Three situations might require key programming capabilities at your shop. First, being able to diagnose and program keys can be a tool as part of some no-start diagnostics. Second, you may run into a situation where a key or fob needs to be reprogrammed to the vehicle if a module is replaced. Third, a customer might want an extra key, or all the original keys were lost.
For most vehicles you see at your shop, it is not as much about programming a key to the car but programming the car to the key. Programing a vehicle to the key might require a procedure to put the vehicle into a learn mode; this is typically called onboard programming.
Most vehicles require a scan tool to learn a new key or remote. You might already do this at your shop if you have the correct scan tool, software and hardware.
To increase security, some OEMs are requiring the key to transmit more than just the ID code. Many manufacturers require that the key transmits the unique VIN of the vehicle. Specialty key programming tools can program the transponder code and VIN onto a key. Some of these units even use a “rolling code” that changes every time the key and vehicle communicate.

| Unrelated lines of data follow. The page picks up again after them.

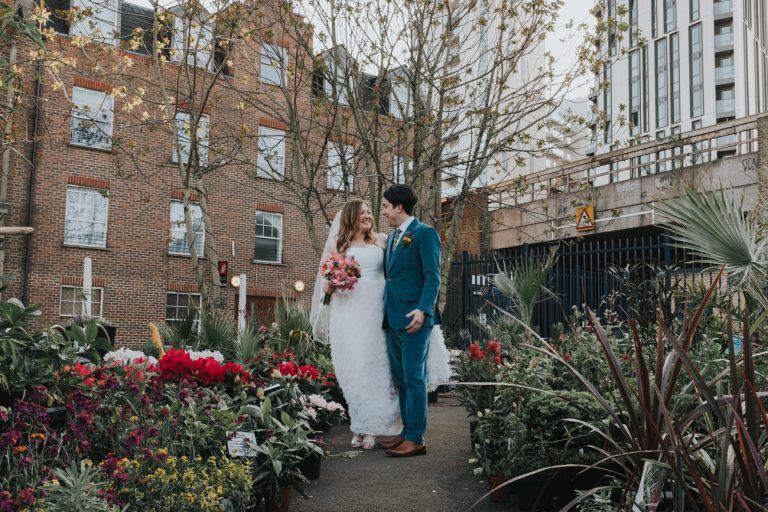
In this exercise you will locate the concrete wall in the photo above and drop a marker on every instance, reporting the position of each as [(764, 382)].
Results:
[(620, 206)]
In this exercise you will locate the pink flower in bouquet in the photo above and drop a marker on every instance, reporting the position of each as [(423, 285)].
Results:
[(341, 272)]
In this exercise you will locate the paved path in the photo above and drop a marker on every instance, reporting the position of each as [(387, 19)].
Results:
[(369, 481)]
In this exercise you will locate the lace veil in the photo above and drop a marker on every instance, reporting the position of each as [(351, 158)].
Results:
[(319, 314)]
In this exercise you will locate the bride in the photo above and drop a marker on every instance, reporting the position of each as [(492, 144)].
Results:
[(352, 323)]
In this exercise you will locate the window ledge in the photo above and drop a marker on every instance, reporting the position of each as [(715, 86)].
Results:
[(184, 255), (91, 148), (94, 247), (270, 263)]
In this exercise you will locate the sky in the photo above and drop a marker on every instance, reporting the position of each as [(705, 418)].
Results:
[(565, 51)]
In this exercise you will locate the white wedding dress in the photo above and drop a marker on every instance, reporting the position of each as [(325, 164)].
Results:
[(359, 349)]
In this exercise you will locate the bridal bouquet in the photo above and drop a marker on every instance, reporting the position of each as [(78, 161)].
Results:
[(342, 272)]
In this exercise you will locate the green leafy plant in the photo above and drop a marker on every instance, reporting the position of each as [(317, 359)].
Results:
[(77, 488)]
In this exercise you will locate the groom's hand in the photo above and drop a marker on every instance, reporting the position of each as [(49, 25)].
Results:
[(417, 320)]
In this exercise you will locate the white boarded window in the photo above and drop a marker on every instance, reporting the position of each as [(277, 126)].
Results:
[(184, 133), (179, 243), (103, 23), (92, 115), (274, 62), (269, 237), (86, 217), (178, 306), (73, 297), (335, 179), (271, 162)]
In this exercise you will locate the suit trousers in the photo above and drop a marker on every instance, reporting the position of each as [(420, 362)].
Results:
[(408, 361)]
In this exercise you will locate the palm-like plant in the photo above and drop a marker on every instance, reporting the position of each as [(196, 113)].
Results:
[(525, 284), (714, 227)]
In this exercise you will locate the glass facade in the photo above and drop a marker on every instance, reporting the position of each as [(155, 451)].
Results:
[(697, 72), (662, 96)]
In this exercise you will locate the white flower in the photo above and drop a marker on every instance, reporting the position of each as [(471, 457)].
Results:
[(206, 353), (127, 356)]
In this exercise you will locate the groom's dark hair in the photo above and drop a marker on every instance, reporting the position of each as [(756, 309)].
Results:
[(401, 194)]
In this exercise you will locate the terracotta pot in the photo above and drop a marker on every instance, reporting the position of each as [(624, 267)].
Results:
[(498, 494), (278, 501), (310, 467)]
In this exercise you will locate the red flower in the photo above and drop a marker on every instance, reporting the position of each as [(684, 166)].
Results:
[(288, 368), (308, 371), (475, 352)]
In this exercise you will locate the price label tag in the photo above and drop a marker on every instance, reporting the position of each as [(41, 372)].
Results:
[(241, 444)]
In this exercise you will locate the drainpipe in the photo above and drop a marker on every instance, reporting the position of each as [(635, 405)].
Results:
[(31, 185)]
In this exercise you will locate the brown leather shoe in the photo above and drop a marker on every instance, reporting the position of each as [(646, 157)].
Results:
[(390, 444), (408, 449)]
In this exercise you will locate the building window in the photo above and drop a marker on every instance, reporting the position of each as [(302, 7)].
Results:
[(400, 101), (662, 86), (193, 43), (634, 92), (179, 243), (269, 237), (337, 170), (400, 170), (674, 74), (697, 72), (86, 217), (184, 135), (271, 162), (274, 63), (92, 116), (670, 15), (178, 306), (101, 24), (73, 299)]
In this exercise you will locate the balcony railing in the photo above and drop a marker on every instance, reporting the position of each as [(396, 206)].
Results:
[(733, 138), (723, 7), (723, 40), (724, 73), (726, 106)]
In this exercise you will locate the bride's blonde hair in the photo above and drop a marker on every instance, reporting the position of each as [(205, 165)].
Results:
[(348, 225)]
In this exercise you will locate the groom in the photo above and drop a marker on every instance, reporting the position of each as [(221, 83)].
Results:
[(412, 269)]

Many of these procedures require that you have at least one functioning key. With these procedures, the scan tool and key can put the vehicle in a learn mode.

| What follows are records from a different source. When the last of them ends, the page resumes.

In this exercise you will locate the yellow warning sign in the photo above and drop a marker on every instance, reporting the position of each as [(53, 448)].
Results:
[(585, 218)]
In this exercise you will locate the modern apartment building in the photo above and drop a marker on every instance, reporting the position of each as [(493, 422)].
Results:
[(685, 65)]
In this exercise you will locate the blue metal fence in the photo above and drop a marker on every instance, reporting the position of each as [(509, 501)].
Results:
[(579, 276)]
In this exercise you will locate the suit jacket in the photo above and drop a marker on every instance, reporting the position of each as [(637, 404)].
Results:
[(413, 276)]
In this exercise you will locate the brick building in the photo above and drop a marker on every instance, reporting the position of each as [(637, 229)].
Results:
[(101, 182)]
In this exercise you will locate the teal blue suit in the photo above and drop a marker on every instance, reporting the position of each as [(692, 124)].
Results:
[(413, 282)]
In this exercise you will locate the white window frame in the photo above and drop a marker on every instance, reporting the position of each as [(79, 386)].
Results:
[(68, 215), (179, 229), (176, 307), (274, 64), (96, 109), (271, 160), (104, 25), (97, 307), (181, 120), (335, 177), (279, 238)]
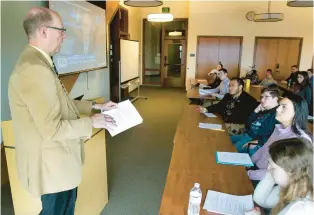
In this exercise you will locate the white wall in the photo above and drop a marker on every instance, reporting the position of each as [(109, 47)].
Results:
[(228, 19)]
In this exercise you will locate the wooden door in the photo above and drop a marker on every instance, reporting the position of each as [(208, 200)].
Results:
[(278, 54), (212, 50), (207, 56), (174, 63)]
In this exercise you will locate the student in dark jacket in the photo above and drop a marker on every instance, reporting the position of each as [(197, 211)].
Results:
[(236, 106), (261, 122), (293, 78)]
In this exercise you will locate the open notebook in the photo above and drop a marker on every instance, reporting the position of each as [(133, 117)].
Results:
[(223, 203), (126, 116)]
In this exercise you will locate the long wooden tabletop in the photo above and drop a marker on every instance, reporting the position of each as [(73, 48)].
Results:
[(193, 160)]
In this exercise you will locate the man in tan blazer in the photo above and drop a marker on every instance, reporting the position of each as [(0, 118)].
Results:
[(49, 132)]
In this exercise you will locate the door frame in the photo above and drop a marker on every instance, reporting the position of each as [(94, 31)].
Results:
[(183, 67), (286, 38), (219, 36)]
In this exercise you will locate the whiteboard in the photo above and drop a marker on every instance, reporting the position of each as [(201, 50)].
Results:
[(129, 60)]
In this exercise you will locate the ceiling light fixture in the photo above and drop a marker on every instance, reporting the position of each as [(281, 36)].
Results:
[(300, 3), (165, 16), (143, 3), (268, 17), (175, 33)]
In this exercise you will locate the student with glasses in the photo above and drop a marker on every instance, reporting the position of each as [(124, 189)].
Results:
[(260, 124), (292, 114)]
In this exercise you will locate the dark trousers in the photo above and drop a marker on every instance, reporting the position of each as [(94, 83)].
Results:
[(62, 203)]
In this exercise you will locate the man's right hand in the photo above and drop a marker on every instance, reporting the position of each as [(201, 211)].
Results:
[(201, 109), (258, 109), (103, 121)]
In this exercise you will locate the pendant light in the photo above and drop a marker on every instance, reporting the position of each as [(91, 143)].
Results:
[(143, 3)]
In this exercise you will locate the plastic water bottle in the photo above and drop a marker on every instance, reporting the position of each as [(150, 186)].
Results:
[(195, 200)]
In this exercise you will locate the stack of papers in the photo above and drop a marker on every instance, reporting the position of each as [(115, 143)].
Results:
[(205, 92), (203, 85), (210, 115), (126, 116), (227, 204), (210, 126), (234, 158)]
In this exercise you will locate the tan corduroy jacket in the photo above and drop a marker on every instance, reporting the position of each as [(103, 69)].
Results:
[(48, 131)]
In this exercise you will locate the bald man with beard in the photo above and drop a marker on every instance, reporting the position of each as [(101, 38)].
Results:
[(48, 130)]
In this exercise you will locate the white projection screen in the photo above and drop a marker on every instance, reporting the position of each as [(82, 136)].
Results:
[(130, 60), (84, 47)]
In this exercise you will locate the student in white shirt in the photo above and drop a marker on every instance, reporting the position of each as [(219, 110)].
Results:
[(287, 187)]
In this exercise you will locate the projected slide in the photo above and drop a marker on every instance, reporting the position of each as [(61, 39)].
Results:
[(85, 44)]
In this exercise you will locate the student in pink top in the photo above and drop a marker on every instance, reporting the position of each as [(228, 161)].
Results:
[(292, 114)]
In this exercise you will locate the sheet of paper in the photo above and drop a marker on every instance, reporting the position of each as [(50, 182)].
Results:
[(210, 115), (227, 204), (205, 92), (126, 116), (203, 85), (210, 126), (234, 158)]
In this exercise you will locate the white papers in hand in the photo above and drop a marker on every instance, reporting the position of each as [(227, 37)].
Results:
[(210, 126), (125, 115), (223, 203), (203, 85), (234, 158), (210, 115)]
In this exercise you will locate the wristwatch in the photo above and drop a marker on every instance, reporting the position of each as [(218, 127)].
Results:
[(93, 105)]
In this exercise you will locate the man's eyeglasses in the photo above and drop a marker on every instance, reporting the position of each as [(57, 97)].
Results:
[(55, 28)]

REFLASHING AND REPROGRAMMING
Data can go both ways when it comes to some key programming tools. Information from a key can be programmed into a module, or information from an existing model can be programmed onto a key. This tool function can save you if a module has been replaced and the key information is lost. It is also helpful if you are in a situation where all keys have been lost.
Some key programming tools and vehicles will allow you to clone key transponders in the vehicle’s memory. The key programming tool communicates with the vehicle to find the information about the existing keys and then burn that code to a new transponder using a specialized attachment for the key.
On some vehicles, the situation may call for reflashing completely new transponder codes to a module that handles the keyless entry and security. For some cars, this can be performed through a J2534 interface. Other cases may require the module or EEPROM chip to be removed for reprogramming. Specialized key programming tools let you do it at your shop.
The shift from mechanical keys to electronics is an opportunity for your shop. The skill set for these security items matches an automotive repair shop more than a locksmith.